Recently, I’ve been working on resolving some numerical precision alignment issues. Take the division operator as an example; the computation yields different results on CPU and CUDA or when expressed using different syntax, as seen in the attached screenshot.
I’m endeavoring to uncover the underlying reasons through various methods, and the first thing that comes to mind is to review the C++ source code or CUDA source code. However, I’ve encountered challenges in understanding the intricacies of PyTorch’s C++ code and locating the corresponding source code. Is there anyone who can help me understand how to learn PyTorch’s C++ source code, particularly how to find the implementation details of C++ operators?
In most cases, I can find the code like these:
but I failed to find the source code of
@shuokay the main reason finding the kernel you’re looking for from there is a pain is because
op.call(self, other) uses the pytorch dispatcher, and dynamally dispatches to the right kernel (more on the dispatcher here: Let’s talk about the PyTorch dispatcher : ezyang’s blog)

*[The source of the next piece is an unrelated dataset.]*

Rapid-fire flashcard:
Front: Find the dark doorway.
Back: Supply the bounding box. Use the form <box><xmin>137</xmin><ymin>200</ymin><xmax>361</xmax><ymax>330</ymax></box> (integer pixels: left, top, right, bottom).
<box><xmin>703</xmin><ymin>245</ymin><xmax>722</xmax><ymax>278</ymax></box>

The source of truth (well, 99% of the time) for every ATen operator and the names of its CPU/CUDA kernels in the codebase is in native_functions.yaml: https://github.com/pytorch/pytorch/blob/main/aten/src/ATen/native/native_functions.yaml
div.Tensor: I happen to know that’s it’s implemented as a structured kernel (more on those here Codegen and Structured Kernels · pytorch/pytorch Wiki · GitHub).
I can tell because of the
structured_delegate key in native_functions.yaml here: https://github.com/pytorch/pytorch/blob/main/aten/src/ATen/native/native_functions.yaml#L2058C3-L2058C22
As a structured kernel, the op
aten::div.Tensor has a “meta” function that performs shape error checks and computes the output shape defined here: https://github.com/pytorch/pytorch/blob/main/aten/src/ATen/native/BinaryOps.cpp#L174
And it has an implementation that uses TensorIterator, defined here: https://github.com/pytorch/pytorch/blob/main/aten/src/ATen/native/BinaryOps.cpp#L448 (from there you should be able to grep for each function name to find it).
@bdhirsh Thank you very much for your reply, it was really helpful. Based on your explanation, I have “debugged” the PyTorch code step by step, and I think I have a deeper understanding of the implementation and dispatch of PyTorch operators now.